Roads, freeways, bridges and rail lines don’t just happen. Even the most humble pieces of transportation infrastructure involve months of planning and design.
Underlying that planning and design work is an enormous body of research. And Cal Poly Pomona, which already has top-notch civil engineering and urban and regional planning programs, is poised to become a new hub of transportation research in Southern California.
That is if Civil Engineering Professor Xudong Jia has his way.
The campus is a member of the University of California Center on Economic Competitiveness in Transportation, a consortium of five UC campuses and Cal Poly Pomona. The consortium, managed by UC Berkeley, receives about $3.5 million a year from the U.S. Department of Transportation, which is disbursed to the member campuses.
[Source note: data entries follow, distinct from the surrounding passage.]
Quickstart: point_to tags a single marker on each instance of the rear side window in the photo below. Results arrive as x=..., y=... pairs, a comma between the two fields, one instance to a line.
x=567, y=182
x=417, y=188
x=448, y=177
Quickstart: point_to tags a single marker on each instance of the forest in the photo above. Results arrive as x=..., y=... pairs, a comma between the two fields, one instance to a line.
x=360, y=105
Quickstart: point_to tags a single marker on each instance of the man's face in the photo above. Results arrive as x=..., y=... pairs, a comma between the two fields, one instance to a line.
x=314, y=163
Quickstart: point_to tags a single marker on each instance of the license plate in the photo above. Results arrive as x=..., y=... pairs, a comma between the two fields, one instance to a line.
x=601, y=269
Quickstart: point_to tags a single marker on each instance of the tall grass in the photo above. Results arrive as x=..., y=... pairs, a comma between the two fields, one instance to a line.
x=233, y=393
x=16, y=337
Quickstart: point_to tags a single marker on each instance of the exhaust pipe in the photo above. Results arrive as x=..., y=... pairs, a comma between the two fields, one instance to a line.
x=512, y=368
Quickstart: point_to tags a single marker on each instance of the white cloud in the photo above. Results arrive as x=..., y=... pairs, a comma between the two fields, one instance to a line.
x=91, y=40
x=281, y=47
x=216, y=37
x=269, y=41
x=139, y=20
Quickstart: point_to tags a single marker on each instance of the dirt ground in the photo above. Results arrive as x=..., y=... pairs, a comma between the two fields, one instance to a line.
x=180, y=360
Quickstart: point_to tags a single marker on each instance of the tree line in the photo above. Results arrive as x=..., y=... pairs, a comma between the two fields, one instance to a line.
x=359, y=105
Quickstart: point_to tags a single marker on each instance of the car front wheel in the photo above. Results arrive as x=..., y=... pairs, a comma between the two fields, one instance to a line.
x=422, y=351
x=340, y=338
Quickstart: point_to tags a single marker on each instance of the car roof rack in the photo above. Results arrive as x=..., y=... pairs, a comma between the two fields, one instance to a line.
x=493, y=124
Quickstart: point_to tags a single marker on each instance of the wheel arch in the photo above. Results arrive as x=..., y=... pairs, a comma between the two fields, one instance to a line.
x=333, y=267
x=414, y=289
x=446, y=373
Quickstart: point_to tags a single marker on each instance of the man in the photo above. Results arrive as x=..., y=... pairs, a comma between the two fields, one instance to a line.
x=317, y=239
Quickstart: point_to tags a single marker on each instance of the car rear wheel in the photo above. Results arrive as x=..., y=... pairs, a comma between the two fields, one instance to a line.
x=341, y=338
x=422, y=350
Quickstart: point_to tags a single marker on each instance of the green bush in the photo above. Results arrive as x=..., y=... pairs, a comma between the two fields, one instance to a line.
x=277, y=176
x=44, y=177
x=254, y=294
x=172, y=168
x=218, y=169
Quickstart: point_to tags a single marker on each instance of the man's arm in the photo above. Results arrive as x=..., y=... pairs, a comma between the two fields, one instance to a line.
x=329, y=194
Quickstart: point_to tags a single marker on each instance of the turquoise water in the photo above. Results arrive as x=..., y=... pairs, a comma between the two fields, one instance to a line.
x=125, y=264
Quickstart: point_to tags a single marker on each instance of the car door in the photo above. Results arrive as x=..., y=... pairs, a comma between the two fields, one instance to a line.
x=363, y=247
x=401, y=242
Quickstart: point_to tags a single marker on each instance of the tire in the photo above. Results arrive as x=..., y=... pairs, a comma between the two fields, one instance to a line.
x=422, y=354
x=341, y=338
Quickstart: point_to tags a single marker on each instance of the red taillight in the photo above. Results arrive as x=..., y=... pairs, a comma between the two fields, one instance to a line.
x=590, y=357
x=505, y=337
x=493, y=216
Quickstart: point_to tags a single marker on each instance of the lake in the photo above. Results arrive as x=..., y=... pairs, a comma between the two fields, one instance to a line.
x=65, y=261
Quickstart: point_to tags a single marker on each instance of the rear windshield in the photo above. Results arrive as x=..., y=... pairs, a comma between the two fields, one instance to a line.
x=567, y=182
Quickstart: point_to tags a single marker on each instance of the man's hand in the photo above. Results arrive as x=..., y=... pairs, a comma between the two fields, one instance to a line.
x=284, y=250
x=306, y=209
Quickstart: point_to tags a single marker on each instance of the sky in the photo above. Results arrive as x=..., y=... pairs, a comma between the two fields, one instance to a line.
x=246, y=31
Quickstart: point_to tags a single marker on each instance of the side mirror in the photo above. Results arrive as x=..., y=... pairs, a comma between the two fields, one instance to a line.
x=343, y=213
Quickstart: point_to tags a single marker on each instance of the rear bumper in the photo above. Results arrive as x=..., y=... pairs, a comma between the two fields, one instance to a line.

“We put ourselves in a tough, competitive environment,” Jia says.
But Jia has his sights set even higher. Each year, Cal Poly Pomona gets about $100,000 from the consortium for professional development, transportation research and student scholarships. He wants the university to get a bigger slice of the pie, but to do that he will have to create a university transportation center (UTC) on campus.
“It’s a kind of leverage,” Jia says. “Each one of the UCs has its own center. Only we don’t.”
A UTC would need to have formal research and training programs; provide scholarships to students with an interest in transportation, especially those from underrepresented groups; and have a pathway for students interested in seeking a Ph.D.
“A UTC gives us a lot of freedom to look at the future,” he says.
Cal Poly Pomona’s “uniqueness” makes it well suited to tackle an initiative like this, Jia says. A seven-year contract with Caltrans already has students working on traffic engineering projects for the state.
“They ask a consultant to come up with a plan and they ask our students to come up with a plan,” Jia says.
“We’re cheap labor,” he says with a laugh.
Recently, Jia’s students were asked by Caltrans to redesign a pair of interchanges for the 15 Freeway in Lake Elsinore. The plans they drew up with are so well done that Caltrans officials opted to use them as the actual basis for the project.
“The students will learn from real-life projects,” Jia says.